Why does this occur? The differences are mostly due to the different sets of equilibria that are accounted for in each solver. The Dickson CRM method [DAA03] appears to be particularly bad because it assumes that all CO_{2} has been degassed from the sample, while the simulation is for a closed-cell titration with no CO_{2} loss.

The first calculation above was done using the acid concentration that was declared by D81 for the simulation. We could also compare the calibration solvers:

```
# Solve for the acid concentration with every solver
calibrateArgs = (massAcid, emf, tempK, massSample, alk, concTotals,
eqConstants)
concAcid_complete = calk.calibrate.concAcid(*calibrateArgs,
solver='complete')['x'][0]
concAcid_DAA03 = calk.calibrate.concAcid(*calibrateArgs,
solver='DAA03')['x'][0]
concAcid_Dickson1981 = calk.calibrate.concAcid(*calibrateArgs,
solver='Dickson1981')['x'][0]
concAcid_halfGran = calk.calibrate.concAcid(*calibrateArgs,
solver='halfGran')['x'][0]
```

Each solver returns a different `concAcid`

value, for the same reason as why each solver returns a different alkalinity when a uniform `concAcid`

input is used.

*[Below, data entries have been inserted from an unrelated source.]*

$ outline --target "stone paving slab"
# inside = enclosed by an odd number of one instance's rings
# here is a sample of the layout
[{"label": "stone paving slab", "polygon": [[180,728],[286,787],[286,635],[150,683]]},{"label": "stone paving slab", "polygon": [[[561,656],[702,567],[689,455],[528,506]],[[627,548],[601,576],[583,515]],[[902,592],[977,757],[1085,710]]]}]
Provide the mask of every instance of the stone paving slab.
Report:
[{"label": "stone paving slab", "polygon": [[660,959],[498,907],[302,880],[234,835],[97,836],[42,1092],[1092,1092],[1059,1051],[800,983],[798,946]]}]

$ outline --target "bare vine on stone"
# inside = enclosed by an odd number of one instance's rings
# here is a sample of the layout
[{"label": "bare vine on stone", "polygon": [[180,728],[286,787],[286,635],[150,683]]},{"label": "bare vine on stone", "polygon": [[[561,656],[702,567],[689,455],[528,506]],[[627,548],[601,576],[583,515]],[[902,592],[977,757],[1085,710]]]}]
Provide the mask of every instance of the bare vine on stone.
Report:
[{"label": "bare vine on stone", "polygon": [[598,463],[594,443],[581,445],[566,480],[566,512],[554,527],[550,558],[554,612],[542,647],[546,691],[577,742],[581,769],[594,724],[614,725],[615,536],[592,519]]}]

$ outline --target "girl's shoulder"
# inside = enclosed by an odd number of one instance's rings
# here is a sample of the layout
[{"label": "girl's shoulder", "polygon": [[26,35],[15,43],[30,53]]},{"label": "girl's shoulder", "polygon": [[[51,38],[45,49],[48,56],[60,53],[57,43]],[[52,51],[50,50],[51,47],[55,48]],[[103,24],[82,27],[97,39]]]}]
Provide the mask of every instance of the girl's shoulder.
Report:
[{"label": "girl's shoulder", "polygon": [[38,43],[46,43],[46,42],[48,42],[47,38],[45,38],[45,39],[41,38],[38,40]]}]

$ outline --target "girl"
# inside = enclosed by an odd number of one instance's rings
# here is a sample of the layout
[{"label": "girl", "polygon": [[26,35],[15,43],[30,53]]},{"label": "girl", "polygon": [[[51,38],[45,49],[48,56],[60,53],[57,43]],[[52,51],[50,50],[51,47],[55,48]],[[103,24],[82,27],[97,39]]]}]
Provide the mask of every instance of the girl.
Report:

However, if we now solve for alkalinity again with each solver but using the appropriate `concAcid`

to each one:

```
# Solve for total alkalinity etc. with every solver and its own concAcid
alk_complete_cal, emf0_complete_cal = calk.solve.complete(massAcid, emf, tempK,
massSample, concAcid_complete, concTotals, eqConstants)['x']
alk_DAA03_cal, f_DAA03_cal = calk.solve.DAA03(massAcid, emf, tempK, massSample,
concAcid_DAA03, concTotals, eqConstants)['x']
alk_Dickson1981_cal, totalCarbonate_Dickson1981_cal, f_Dickson1981_cal = \
calk.solve.Dickson1981(massAcid, emf, tempK, massSample,
concAcid_Dickson1981, concTotals, eqConstants)['x']
alk_halfGran_cal, emf0_halfGran_cal = calk.solve.halfGran(massAcid, emf, tempK,
massSample, concAcid_halfGran, concTotals, eqConstants)['x']
```

We now find that the self-calibrated solvers all return the correct alkalinity (i.e. the value that the simulation was based upon):

```
# Print out self-calibrated results
print('With self-calibrated concAcid:')
print(('{:^11.2f} '*5).format(*np.array([alk, alk_complete_cal, alk_DAA03_cal,
alk_Dickson1981_cal, alk_halfGran_cal])*1e6))
```

The moral of the story, which is echoed in some other aspects of titration data processing such as volume calibrations, is that using a consistent approach for calibration and sample processing is more important for getting a good alkalinity value than exactly which calculation approach is used.